L’article 3, vise à encourager la transition agro écologique, en s’appuyant sur les bénéficiaires du chèque « bien manger ». L’activité des intermédiaires locaux que sont les chambres d’agriculture, se voit enrichie des contributions des associations de consommateurs et de protection de l’environnement.

L’article 4, s’inscrit directement dans la crise sociale qui touche notre pays, et prend acte de la situation sanitaire et sociale qui va entrainer des conséquences durables. Il propose d’étendre le champ social de l’aide alimentaire afin que entités qui l’organise participent aux objectifs du Programme national nutrition santé, via la possibilité de proposer des ateliers de cuisine et de nutrition.

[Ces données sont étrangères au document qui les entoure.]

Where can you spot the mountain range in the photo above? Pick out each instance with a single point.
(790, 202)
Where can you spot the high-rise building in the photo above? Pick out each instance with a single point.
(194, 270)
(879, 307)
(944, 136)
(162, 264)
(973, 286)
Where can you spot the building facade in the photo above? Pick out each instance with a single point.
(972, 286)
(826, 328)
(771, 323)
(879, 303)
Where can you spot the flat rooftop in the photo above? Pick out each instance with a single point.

Cette proposition de loi poursuit l’objectif de la création d’un débouché commercial nouveau pour les produits agricoles sains, au bénéfice des agriculteurs engagés dans une démarche de transition, dans une logique incitative de vases communicants. C’est une approche Fork to farm (ou de la fourchette à la fourche), qui part des besoins et des attentes réels des populations en matière de santé, de plaisir et de moyens.

Tel est le sens de cette proposition de loi, dont les mesures présentées constituent un effort consenti en faveur de la transition écologique, et de la santé et du bien‑être des Françaises et des Français.


proposition de loi

Article 1er

Le chapitre préliminaire du titre III du livre II du code rural et de la pêche maritime est complété par un article L. 230‑5‑9 ainsi rédigé :

« Art. L. 23059. – I. – Le chèque « bien manger » permet d’acquérir des produits alimentaires auprès des établissements agréés au titre de l’article L. 230‑5‑10 du code rural et de la pêche maritime.

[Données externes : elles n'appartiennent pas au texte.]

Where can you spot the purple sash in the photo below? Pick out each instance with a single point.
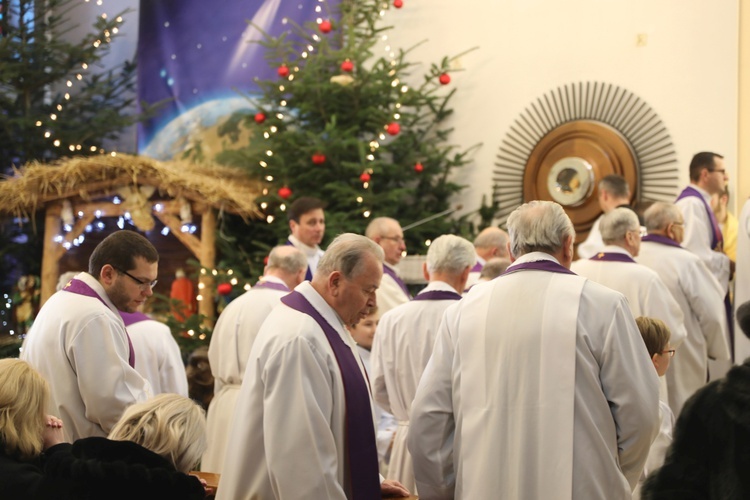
(270, 285)
(390, 272)
(308, 274)
(361, 450)
(613, 257)
(438, 295)
(658, 238)
(81, 288)
(539, 265)
(717, 240)
(130, 318)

« Le bénéfice du chèque « bien manger » est ouvert à toutes les personnes physiques résidentes en France. Le chèque comporte une valeur faciale modulée en fonction de la composition du ménage et du revenu fiscal de référence annuel de la personne bénéficiaire.

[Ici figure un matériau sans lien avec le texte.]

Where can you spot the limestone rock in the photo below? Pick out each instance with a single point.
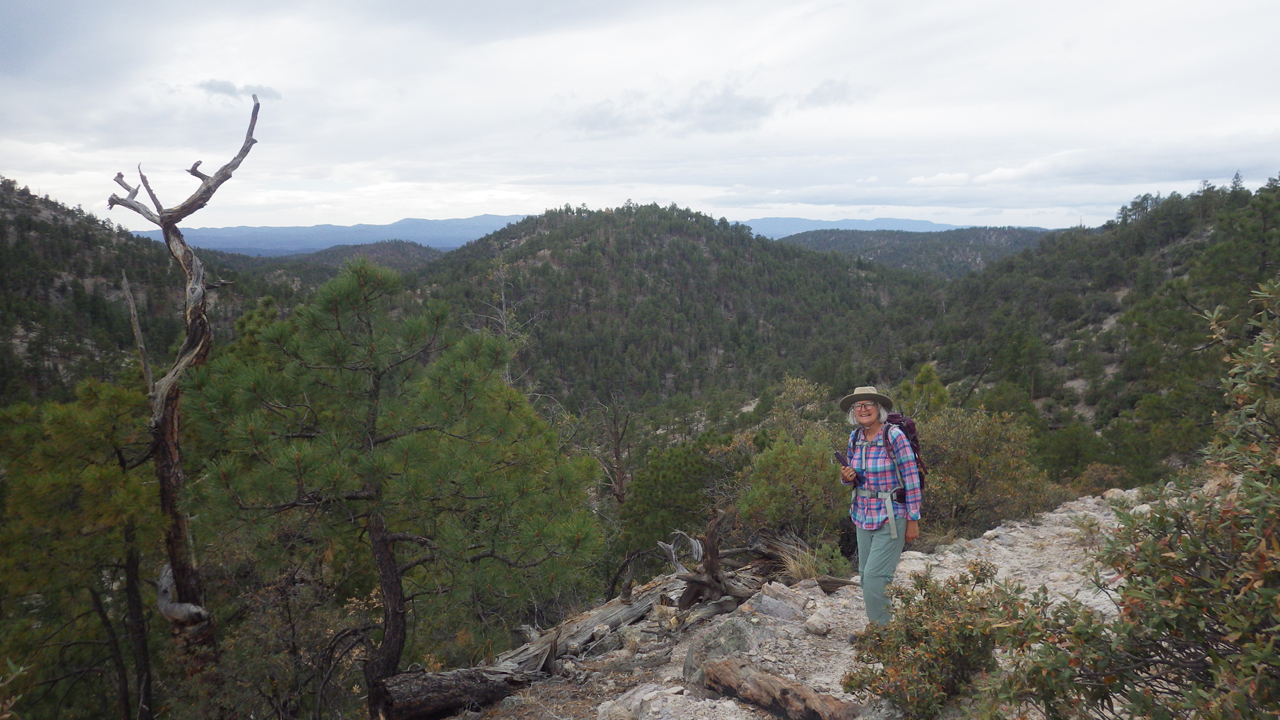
(730, 638)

« Le montant du chèque « bien manger » est défini annuellement par le ministre chargé de l’économie. »

Article 2

Le chapitre préliminaire du titre III du livre II du code rural et de la pêche maritime est complété par un article L. 230‑5‑10 ainsi rédigé :

« Art. L. 230510. – Le chèque « bien manger » prévu à l’article L. 230‑5‑9 peut être utilisé pour l’acquisition auprès d’exploitations agricoles, de coopératives agricoles ou de distributeurs conventionnés par le ministre chargé de l’agriculture :

« 1° de fruits et légumes frais ;

« 2° de produits issus de l’agriculture biologique y compris les produits en conversion au sens de l’article 62 du règlement n° 889/2008 de la Commission du 5 septembre 2008 portant modalités d’application du règlement (CE) n° 834/2007 du Conseil relatif à la production biologique et à l’étiquetage des produits biologiques en ce qui concerne la production biologique, l’étiquetage et les contrôles ;

« 3° de produits bénéficiant de signes officiels d’identification de la qualité et de l’origine ou de mentions valorisantes prévus à l’article L.640‑2 du présent code ;

« 4° de produits bénéficiant de l’écolabel prévu à l’article L. 644‑15 du même code. »

Article 3

L’article L. 511‑4 du code rural et de la pêche maritime est complété par un alinéa ainsi rédigé :

« Pour l’exercice de sa mission, elle tient compte des contributions écrites des associations représentatives de l’environnement et des consommateurs présentes sur sa circonscription. Les modalités de prise en compte de ces contributions font l’objet d’une publication par voie électronique. »

Article 4

L’article L. 266‑1 du code de l’action sociale et des familles est complété par un alinéa ainsi rédigé :

« Dans le cadre de la lutte contre la précarité alimentaire, les personnes morales habilitées à fournir de l’aide alimentaire au sens de l’article L. 266‑2 organisent des ateliers de cuisine et de nutrition lors de la distribution des denrées alimentaires ».

Article 5

La charge pour l’État résultant de la présente proposition de loi est compensée, à due concurrence, par la hausse de la taxe prévue à l’article 1613 ter du code général des impôts.